Abstract

Regional climate models (RCM) are commonly used to downscale the coarse resolution general circulation models (GCMs) to produce climate variables at spatially high-resolution grids. The quality of the downscaled data depends on the skills of both GCMs and RCMs. In this study, 10 GCMs are used to constrain the boundary and provide initial conditions of three RCMs. A total of 18 GCM-RCMs combinations are employed to produce simulations over East Africa (EA). The accuracy of simulated rainfalls is evaluated with respect to Climate Research Unit (CRU) rainfall to identify the best GCM-RCM combinations.
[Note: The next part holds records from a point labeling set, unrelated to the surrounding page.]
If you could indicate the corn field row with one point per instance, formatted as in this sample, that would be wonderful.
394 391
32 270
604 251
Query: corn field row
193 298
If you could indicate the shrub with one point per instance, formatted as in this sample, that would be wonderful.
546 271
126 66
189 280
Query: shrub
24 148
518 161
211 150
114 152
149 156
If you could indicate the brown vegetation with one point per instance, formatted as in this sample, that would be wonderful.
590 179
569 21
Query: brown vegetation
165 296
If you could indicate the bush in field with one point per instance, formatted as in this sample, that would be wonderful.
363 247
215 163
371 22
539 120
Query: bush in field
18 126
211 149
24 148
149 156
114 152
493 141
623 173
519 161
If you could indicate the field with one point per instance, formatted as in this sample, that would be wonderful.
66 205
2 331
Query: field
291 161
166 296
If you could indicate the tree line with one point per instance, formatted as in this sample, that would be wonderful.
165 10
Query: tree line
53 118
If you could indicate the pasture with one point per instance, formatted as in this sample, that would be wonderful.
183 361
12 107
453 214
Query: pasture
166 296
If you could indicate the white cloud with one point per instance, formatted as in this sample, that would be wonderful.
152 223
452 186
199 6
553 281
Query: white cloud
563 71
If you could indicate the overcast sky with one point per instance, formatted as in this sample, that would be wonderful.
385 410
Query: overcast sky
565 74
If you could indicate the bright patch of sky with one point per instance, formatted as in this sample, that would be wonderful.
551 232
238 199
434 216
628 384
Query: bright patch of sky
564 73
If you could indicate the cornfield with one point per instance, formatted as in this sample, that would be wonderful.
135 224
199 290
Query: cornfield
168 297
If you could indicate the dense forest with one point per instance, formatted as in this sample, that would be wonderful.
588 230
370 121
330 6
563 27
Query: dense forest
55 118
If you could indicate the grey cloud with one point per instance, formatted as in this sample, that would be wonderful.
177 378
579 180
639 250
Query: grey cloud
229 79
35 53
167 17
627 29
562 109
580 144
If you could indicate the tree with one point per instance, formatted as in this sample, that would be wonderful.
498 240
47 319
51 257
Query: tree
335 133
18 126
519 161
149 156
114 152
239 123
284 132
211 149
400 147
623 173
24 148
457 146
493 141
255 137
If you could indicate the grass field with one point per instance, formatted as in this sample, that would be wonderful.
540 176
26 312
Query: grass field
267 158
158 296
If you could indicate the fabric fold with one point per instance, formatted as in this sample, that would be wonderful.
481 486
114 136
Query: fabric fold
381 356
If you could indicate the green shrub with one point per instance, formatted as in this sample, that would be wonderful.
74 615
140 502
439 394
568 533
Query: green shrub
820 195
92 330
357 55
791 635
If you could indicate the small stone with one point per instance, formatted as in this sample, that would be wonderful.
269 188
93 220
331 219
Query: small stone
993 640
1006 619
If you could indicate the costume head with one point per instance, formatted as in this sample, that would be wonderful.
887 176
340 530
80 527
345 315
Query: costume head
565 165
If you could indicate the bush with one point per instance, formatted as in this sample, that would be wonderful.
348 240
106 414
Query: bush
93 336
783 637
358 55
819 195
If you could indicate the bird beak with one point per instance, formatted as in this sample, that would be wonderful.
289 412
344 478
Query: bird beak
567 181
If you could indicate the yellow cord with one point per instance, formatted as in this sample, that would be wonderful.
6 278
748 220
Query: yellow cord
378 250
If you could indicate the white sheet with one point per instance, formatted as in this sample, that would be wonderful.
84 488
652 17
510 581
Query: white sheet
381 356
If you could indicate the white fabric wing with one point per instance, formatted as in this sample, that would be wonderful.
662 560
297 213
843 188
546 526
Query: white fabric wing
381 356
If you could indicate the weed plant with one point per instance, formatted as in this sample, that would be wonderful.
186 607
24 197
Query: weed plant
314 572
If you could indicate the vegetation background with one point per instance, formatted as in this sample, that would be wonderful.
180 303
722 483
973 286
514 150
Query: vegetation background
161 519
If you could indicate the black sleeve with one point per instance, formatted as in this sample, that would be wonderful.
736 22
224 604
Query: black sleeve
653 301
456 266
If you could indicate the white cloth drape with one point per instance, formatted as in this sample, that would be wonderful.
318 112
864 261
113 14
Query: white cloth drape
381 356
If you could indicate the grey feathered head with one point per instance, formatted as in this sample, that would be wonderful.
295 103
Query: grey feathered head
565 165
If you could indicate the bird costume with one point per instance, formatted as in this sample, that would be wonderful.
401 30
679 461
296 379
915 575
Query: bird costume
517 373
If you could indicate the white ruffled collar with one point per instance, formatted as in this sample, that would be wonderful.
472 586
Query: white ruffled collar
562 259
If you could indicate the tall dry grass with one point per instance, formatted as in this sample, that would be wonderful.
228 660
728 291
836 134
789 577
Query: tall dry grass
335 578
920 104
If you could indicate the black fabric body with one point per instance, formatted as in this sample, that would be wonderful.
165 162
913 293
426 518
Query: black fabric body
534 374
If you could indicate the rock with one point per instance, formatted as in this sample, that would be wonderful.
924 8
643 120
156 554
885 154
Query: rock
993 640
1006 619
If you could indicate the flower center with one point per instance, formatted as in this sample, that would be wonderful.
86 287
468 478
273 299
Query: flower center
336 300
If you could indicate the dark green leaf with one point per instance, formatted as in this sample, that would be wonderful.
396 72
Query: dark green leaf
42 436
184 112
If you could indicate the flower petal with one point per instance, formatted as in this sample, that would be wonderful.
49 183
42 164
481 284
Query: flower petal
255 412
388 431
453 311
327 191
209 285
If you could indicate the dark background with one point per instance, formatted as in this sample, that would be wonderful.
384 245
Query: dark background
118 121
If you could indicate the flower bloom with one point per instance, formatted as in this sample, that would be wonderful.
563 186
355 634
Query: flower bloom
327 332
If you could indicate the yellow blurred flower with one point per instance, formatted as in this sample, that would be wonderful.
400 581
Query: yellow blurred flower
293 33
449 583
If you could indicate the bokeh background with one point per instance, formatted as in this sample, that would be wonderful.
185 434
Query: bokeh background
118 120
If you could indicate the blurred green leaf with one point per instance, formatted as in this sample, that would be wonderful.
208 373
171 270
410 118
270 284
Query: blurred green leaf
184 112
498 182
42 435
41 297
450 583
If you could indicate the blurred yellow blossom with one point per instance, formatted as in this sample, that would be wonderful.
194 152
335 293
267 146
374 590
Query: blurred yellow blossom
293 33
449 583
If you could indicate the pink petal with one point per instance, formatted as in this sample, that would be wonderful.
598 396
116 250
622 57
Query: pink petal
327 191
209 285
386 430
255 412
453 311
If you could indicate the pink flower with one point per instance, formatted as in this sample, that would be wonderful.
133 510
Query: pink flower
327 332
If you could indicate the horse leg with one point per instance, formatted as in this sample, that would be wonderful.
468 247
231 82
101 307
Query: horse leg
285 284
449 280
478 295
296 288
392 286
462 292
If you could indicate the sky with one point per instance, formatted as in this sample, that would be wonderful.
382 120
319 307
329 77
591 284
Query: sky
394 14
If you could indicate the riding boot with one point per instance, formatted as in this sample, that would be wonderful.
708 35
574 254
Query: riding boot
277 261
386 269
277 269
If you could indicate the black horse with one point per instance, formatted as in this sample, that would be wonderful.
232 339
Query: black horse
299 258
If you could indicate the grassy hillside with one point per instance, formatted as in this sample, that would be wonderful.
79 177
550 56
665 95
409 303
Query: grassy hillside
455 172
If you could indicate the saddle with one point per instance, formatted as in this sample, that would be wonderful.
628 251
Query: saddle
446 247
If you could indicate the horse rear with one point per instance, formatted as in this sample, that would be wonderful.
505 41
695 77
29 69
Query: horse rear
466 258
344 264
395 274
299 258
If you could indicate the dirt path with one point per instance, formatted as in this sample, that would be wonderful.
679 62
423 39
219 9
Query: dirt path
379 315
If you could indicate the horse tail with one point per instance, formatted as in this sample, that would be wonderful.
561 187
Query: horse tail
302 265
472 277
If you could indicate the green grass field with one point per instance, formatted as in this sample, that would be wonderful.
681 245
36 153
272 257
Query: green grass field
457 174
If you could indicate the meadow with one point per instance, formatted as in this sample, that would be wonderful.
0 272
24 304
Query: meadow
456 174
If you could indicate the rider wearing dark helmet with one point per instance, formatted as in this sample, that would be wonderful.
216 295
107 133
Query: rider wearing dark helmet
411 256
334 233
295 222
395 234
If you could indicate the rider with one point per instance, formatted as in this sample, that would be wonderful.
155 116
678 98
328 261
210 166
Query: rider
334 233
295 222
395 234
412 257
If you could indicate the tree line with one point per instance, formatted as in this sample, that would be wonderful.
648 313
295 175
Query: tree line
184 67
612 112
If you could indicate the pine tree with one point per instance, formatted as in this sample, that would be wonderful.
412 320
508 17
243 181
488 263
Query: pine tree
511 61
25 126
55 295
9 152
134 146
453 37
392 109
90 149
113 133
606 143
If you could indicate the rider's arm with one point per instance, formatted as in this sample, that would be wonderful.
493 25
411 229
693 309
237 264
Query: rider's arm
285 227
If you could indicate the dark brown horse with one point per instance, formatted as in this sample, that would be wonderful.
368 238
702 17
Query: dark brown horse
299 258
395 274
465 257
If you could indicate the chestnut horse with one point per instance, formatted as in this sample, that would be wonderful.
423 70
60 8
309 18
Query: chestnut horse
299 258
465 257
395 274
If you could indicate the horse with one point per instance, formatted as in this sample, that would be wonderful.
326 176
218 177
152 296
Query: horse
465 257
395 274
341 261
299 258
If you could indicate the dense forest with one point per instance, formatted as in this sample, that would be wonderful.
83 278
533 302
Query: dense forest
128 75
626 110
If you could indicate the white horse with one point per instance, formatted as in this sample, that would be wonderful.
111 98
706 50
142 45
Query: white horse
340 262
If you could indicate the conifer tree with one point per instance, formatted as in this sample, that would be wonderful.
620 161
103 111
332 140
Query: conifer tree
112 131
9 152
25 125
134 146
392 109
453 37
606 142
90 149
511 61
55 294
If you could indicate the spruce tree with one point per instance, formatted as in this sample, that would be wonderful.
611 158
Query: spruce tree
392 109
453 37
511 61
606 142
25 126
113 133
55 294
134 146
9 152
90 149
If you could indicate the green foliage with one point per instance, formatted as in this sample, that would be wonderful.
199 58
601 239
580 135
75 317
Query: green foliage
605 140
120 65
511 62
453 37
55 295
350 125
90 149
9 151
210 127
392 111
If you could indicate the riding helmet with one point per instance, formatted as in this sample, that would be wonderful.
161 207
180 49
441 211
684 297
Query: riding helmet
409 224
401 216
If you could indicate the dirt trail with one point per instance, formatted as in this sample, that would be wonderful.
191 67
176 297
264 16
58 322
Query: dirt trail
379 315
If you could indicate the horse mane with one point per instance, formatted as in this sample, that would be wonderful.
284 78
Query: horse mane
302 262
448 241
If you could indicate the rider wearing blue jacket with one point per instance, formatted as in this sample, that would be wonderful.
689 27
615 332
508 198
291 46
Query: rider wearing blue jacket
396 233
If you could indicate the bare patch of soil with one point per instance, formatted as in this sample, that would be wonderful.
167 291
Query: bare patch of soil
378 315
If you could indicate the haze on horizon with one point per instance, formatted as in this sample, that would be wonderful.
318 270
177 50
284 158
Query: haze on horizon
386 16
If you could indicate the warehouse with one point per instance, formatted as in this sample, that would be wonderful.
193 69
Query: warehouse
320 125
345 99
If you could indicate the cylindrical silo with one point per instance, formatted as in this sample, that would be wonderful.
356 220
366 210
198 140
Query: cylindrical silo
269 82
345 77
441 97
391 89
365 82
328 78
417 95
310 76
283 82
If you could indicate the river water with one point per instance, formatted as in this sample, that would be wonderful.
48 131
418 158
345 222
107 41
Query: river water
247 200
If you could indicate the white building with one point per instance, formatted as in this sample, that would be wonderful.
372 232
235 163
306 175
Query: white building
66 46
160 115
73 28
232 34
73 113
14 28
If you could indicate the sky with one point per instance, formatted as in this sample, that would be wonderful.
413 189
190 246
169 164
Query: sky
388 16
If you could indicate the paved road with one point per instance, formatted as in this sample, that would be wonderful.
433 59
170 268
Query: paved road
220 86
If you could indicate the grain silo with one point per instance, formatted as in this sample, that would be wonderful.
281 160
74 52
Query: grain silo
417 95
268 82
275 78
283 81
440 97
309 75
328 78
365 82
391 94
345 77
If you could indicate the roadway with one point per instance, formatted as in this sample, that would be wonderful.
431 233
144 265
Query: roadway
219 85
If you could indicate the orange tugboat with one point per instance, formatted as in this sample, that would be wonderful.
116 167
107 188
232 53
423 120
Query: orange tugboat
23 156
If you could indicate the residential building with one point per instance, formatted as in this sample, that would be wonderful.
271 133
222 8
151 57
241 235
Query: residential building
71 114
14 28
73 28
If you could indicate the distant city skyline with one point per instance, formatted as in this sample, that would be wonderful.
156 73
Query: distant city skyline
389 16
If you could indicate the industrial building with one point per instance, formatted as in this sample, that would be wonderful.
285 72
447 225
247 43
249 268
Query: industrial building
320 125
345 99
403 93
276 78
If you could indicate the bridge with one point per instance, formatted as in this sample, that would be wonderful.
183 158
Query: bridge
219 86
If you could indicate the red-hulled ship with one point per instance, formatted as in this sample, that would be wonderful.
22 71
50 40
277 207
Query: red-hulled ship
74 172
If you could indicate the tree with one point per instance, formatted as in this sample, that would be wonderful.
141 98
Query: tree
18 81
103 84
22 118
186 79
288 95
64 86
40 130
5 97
Bias, root mean squared error (RMSE), correlation coefficient, and MAE-based model skill score have shown that MPI-REMO, MIROC-REMO, MPI-RCA4, IPSL-RCA4, CCCMA-RCA4, MOHC-CCLM, MOHC-REMO, and CNRM-RCA4 during spring season; ICHEC-REMO, MIROC-REMO, MOHC-REMO, MIROC-RCA4, CSIRO-RCA4, and MPI-REMO during autumn season; CSIRO-RCA4, MIROC-RCA4, CCCMA-RCA4, MIROC-REMO, CNRM-RCA4, and MOHC-RECA during boreal summer; and ICHEC-REMO, NOAA-RCA4, MOHC-REMO, MOHC-CCLM, MIROC-REMO, MPI-REMO, and IPSL-RCA4 during boreal winter season are the best performing GCM-RCM combination. It is also evident that the skills of the models are better in autumn than their skills in boreal spring and summer. Moreover, summer rain in EA is the most difficult for models to simulate. Comparison of annual mean with the CRU rainfall shows that MPI-REMO, MIROC-REMO, CSIRO-RCA4, MOHC-REMO, CCCma-RCA4, IPSL-RCA4, and CNRM-RCA4 are also the best GCM-RCM combinations as observed from strong significant spatial correlation, as well as low bias, RMSE, and positive skill score as high as 0.7. Therefore, the GCM-RCM combinations that exhibit superior performance over EA in most seasons as well as in capturing observed annual mean are CCCMA-RCA4, MIROC-REMO, MPI-REMO, IPSL-RCA4, CSIRO-RCA4, MOHC-REMO, and MIROC-RCA4. The difference in skills between models as well as variation of the same model skill both spatially and seasonally implies the role of several factors such as local topography, vegetation, and surface type as well as robustness of model physics in capturing small scale processes such as mesoscale convection in boreal summer (e.g., over Ethiopian highlands).